The Heritage Foundation

WebMemo #2380 on Economy

April 3, 2009

April 3, 2009 | WebMemo on Economy

March Employment Report: With Grim Jobs Numbers, Not the Time for a Tax and Spend Budget

March continued the string of dismal employment reports from the Bureau of Labor Statistics. The unemployment rate increased by another 0.4 of a percentage point to 8.5 percent. The payroll survey reported that non-farm employment fell by 663,000 jobs, roughly in line with expectations. These discouraging economic figures should prompt Congress to pause before passing a tax-and-spend budget such as the one President Obama proposed. This is precisely the wrong time to burden the economy with higher taxes and additional wasteful government spending.

March Report

Job losses were deep and widespread in March, with every sector besides health care shedding jobs. The unemployment rate climbed to 8.5 percent, the highest level since 1983. The current economic downturn is severe, and its magnitude thus far is similar to the 1981-82 recession. If these similarities hold true, unemployment will continue to climb and even peak months after the recession has ended, as it did in the early 1980s when the unemployment rate reached its high of 10.8 percent after the recession was officially over.

The unemployment rate increased despite 339,000 workers leaving the labor force. The unemployment rate climbed for almost all categories of workers, including of sex, race, and education. Male workers over 20 have an unemployment rate of 8.8 percent, compared to 7.0 percent for women over 20. Teenagers have an unemployment rate of 21.7 percent. The one exception to this almost universal increase was African American workers, whose unemployment rate fell by a statistically insignificant 0.1 of a percentage point.

Job losses hit less-skilled workers particularly hard in March. The unemployment rate for workers with at least some college education rose by 0.2 of a percentage point, while the rate for workers with a high school degree or less increased by 0.7 of a percentage point. Workers with a bachelor's degree or higher continue to have the lowest unemployment rate at 4.3 percent, while high school dropouts have the highest at 13.3 percent.

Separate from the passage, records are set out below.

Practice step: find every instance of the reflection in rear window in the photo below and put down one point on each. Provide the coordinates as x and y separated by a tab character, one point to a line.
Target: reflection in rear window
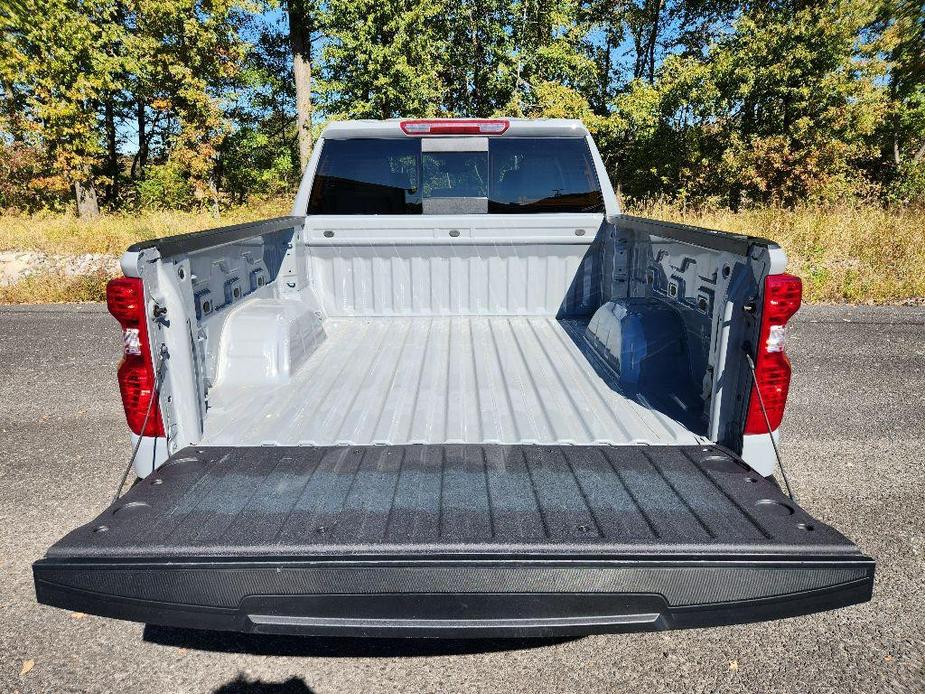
367	177
542	175
520	175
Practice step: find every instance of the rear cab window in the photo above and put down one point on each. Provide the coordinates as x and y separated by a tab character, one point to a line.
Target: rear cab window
512	175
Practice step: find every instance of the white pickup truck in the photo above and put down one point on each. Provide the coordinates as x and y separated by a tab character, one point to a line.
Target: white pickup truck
456	393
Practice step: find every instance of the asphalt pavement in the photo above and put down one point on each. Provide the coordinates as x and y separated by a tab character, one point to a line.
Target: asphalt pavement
853	442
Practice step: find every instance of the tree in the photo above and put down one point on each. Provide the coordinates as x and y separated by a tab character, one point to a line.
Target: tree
301	15
478	62
383	59
186	55
68	61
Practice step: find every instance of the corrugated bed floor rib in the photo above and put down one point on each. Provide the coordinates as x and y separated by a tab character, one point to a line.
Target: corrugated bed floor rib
442	380
353	500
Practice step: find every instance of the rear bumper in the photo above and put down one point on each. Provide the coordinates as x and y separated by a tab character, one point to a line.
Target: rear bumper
453	597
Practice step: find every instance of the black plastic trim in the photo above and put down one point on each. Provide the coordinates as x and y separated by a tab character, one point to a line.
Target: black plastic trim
210	238
448	612
738	244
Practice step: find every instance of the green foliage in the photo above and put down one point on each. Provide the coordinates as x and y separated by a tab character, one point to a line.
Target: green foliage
166	187
383	59
908	185
191	103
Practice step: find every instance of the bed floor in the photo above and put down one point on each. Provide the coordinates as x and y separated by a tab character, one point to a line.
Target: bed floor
461	379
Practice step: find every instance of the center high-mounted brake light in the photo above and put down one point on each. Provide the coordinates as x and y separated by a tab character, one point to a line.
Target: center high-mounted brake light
455	126
782	296
125	300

Job losses in the service industry (-358,000) constituted over half the total amount of job losses. Construction (-126,000) and manufacturing (-161,000) continued to reduce employment. Only health care (14,000) added jobs while professional business services (-133,000) continued its sharp decline. Over half (-72,000) of those professional and business service job losses came from temporary help services.

No Time for Tax and Spend

These discouraging numbers underscore that Congress should not embark on an anti-growth taxing and spending frenzy. Unfortunately President Obama's budget currently before Congress would do just that, increasing spending by more than $1,000,000,000,000--one trillion dollars--over the next decade. Government spending does little to help the economy because, in the budgeting process, political concerns trump economic merit.

For instance, consider this week's announcement of another Detroit automaker bailout: Taxpayers will be spending billions of dollars to give GM and Chrysler another two months to come up with a turnaround plan after the Obama task force rejected their original plans as laughable. Even the Obama team expects GM and Chrysler to go into bankruptcy court, but rather than force them to do so immediately, Obama gave these companies an additional several billion dollars. That money will further weaken the economy by allowing GM and Chrysler to delay taking necessary and inevitable actions, including bankruptcy.

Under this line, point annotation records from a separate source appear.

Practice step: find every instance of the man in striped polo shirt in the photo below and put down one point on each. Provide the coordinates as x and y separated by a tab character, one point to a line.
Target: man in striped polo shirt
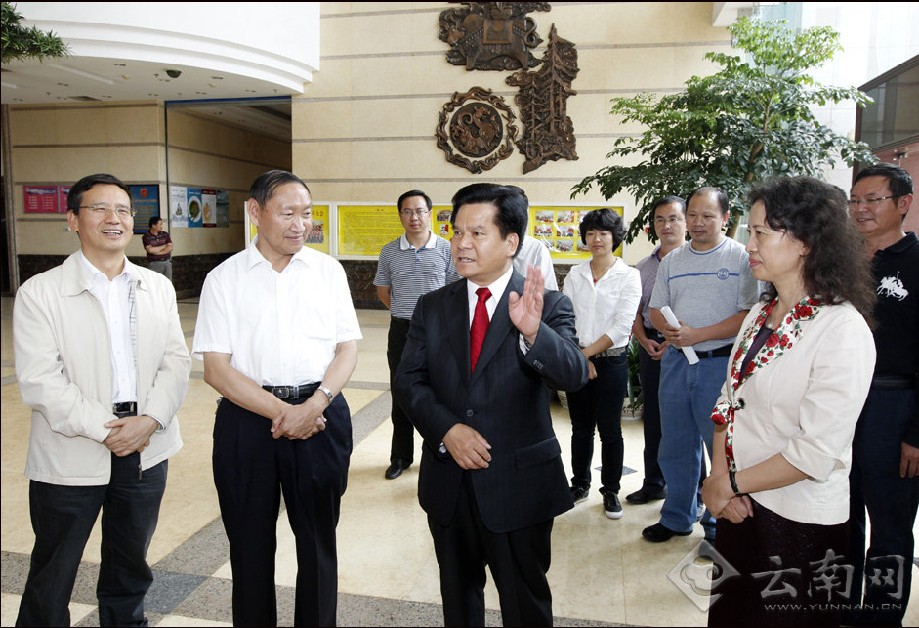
413	264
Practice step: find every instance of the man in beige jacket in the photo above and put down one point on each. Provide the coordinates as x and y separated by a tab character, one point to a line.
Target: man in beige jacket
102	361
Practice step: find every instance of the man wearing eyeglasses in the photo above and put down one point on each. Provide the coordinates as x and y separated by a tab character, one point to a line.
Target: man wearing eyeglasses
158	245
885	453
102	361
413	264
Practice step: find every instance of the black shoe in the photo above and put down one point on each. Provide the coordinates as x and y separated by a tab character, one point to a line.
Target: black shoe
658	533
396	469
579	493
647	494
612	506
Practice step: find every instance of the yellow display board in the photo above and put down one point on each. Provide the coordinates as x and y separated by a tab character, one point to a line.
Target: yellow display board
317	239
557	227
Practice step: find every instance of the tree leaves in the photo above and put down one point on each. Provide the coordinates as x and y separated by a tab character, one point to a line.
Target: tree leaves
751	120
20	43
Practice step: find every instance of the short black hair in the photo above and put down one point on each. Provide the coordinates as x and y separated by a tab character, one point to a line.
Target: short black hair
265	185
603	219
898	179
75	195
511	202
411	193
720	195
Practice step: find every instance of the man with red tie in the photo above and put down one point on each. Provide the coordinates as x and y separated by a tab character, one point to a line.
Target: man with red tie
481	356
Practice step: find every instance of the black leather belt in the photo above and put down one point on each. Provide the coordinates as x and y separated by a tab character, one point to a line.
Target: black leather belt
893	382
292	392
720	352
127	408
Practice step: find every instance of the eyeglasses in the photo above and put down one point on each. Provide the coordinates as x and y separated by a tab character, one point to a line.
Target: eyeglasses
870	203
414	212
122	211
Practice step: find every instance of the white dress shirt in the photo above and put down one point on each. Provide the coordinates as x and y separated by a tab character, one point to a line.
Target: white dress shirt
280	328
117	302
606	307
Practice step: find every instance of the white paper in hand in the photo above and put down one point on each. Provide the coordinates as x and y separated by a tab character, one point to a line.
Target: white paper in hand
689	352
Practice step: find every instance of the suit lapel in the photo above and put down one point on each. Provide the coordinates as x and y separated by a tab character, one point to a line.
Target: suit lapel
456	317
499	327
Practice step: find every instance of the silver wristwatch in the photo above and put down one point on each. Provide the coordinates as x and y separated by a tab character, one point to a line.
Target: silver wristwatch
327	392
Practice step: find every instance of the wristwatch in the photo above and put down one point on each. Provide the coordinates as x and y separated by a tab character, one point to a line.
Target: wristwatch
326	392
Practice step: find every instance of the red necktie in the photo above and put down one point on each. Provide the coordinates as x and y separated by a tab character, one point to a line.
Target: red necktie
479	326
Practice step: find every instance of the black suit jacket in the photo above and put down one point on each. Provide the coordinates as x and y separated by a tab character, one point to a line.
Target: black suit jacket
506	400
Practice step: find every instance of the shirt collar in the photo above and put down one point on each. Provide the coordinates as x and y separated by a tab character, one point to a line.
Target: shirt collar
497	287
404	244
254	257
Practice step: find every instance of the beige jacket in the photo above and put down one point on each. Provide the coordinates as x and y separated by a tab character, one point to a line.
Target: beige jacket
63	364
805	406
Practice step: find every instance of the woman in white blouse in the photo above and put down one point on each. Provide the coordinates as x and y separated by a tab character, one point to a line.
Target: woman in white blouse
605	292
800	371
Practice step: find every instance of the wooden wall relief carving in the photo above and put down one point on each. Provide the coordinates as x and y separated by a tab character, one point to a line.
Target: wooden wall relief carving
548	133
476	130
491	35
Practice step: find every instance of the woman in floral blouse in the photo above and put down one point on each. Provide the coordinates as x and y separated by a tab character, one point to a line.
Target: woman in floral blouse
799	373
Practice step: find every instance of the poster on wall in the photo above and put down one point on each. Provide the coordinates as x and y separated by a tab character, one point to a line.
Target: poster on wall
556	226
42	199
223	208
364	229
145	199
178	207
195	211
209	208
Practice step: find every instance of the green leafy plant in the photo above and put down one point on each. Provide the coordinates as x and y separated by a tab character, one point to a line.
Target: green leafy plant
751	120
20	43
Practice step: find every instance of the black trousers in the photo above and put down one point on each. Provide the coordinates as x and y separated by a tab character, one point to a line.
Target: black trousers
518	561
780	572
598	406
649	371
403	432
63	518
251	471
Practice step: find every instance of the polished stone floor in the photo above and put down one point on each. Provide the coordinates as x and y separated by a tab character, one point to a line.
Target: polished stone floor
603	573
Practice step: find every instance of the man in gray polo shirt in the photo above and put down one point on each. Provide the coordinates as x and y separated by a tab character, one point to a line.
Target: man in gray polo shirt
413	264
708	284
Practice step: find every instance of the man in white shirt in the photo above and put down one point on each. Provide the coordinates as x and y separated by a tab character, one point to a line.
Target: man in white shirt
278	335
102	361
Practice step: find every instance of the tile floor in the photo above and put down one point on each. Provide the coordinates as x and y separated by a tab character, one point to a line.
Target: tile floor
603	573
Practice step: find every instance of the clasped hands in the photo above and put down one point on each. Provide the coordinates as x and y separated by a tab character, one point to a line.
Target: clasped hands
301	421
721	501
129	434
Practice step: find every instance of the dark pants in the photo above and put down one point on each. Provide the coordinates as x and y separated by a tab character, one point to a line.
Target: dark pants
403	445
779	572
599	405
891	501
650	373
251	471
518	561
63	518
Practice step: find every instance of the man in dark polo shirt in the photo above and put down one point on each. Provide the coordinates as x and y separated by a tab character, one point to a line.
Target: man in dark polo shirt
158	245
885	453
413	264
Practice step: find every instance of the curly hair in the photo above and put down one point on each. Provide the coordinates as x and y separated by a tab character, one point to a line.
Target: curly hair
836	268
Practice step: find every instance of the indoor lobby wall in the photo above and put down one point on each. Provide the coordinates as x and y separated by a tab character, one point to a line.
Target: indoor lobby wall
57	145
364	130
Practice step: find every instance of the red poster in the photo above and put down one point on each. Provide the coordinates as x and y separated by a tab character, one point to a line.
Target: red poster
41	199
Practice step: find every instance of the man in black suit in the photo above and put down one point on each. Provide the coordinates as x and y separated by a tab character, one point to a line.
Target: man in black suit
492	478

Obama's budget also outlines devastating tax increases that would permanently weaken the economy. Tax increases are wrongheaded under any condition, but to suggest them as the domestic economy is contracting as part of the Global Great Recession signals (at best) an extraordinary indifference to current economic conditions.

In total, over 10 years President Obama proposes $593 billion in tax relief and $1,961 billion in gross tax increases for a net tax increase of $1,368 billion.[1] The budget envisions the enactment of a cap-and-trade policy effective by 2012 to address climate concerns. As portrayed in the budget, this policy raises about $80 billion a year through 2019. However, the footnote to the table indicates that significant additional amounts are expected to be raised as the policy is further defined.[2]

Obama proposes to raise taxes significantly on upper-income families and small businesses by raising income tax rates on ordinary income, increasing tax rates on dividends and capital gains, preserving the death tax at onerous levels, restoring the previous phase-outs of the itemized deduction and personal exemptions, and creating a new cap on the rate at which individuals can deduct itemized deductions.

The Obama budget does include a few beneficial tax provisions among its many harmful proposals. For example, it includes a small but notable proposal to eliminate entirely the capital gains tax on small businesses. This provision would make it easier for prospering small businesses to raise equity capital to hire more workers and reach more markets. The budget also includes an important proposal to adopt automatic enrollment in IRAs and 401(k)s to expand private saving.[3]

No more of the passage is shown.